📄 中文摘要
旋转位置编码(RoPE)的扩展旨在处理比预训练阶段更长的序列。然而,现有的扩展策略在方法上高度多样化,并且缺乏统一的理论基础。MrRoPE(混合基数RoPE)提出了一种基于基数系统转换视角的广义编码公式,优雅地统一并概括了当前主要的RoPE扩展方法。通过将序列位置视为在特定基数系统中的表示,MrRoPE将RoPE的频率分配策略推广到非十进制基数。具体而言,它允许在不同维度上使用不同的基数,从而实现更灵活且适应性强的频率衰减模式。这种混合基数的方法能够更好地捕捉长序列中的局部和全局依赖关系,因为不同的基数可以对应不同的周期性或衰减速度。
📄 English Summary
MrRoPE: Mixed-radix Rotary Position Embedding
Extension of Rotary Position Embedding (RoPE) aims to handle sequences longer than those encountered during pre-training.
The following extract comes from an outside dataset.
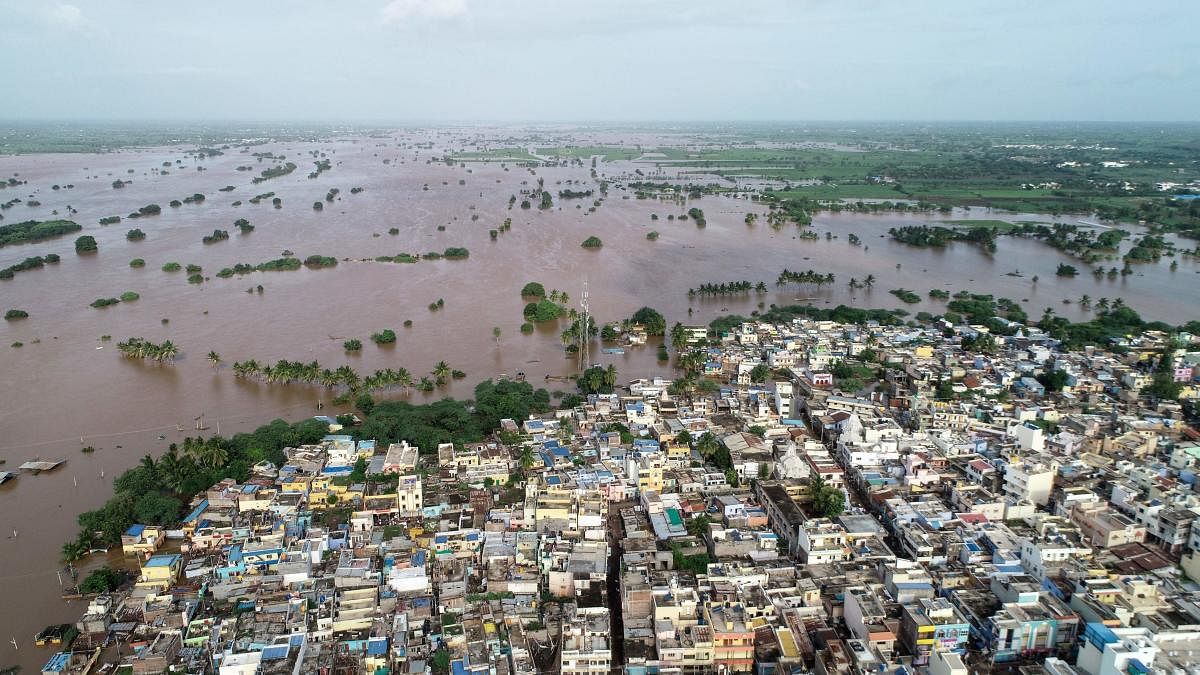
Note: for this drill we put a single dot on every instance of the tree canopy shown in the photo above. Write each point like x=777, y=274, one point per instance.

However, current extension strategies are highly diverse and lack a unified theoretical foundation. MrRoPE (Mixed-radix RoPE) proposes a generalized encoding formulation based on a radix system conversion perspective, which elegantly unifies and generalizes prevailing RoPE extension methods. By viewing sequence positions as representations in a specific radix system, MrRoPE extends RoPE's frequency allocation strategy to non-decimal radices. Specifically, it allows for the use of different radices across various dimensions, enabling more flexible and adaptive frequency decay patterns. This mixed-radix approach is better equipped to capture both local and global dependencies in long sequences, as different radices can correspond to distinct periodicities or decay rates. The design of MrRoPE not only encompasses popular methods like linear interpolation and NTK-RoPE as its special cases but also provides a theoretical framework for understanding their underlying mechanisms. This framework, by adjusting radices and associated scaling factors, can flexibly generate new, optimized positional encoding schemes. Experimental results demonstrate that MrRoPE exhibits superior generalization capabilities and performance improvements compared to existing methods when handling long sequence tasks, particularly in mitigating catastrophic forgetting issues when models need to process inputs significantly longer than their pre-training length during inference. Its core idea lies in providing a deeper mathematical interpretation and a broader design space for positional encoding's frequency allocation through radix system conversion, thereby offering new directions for future long-sequence modeling.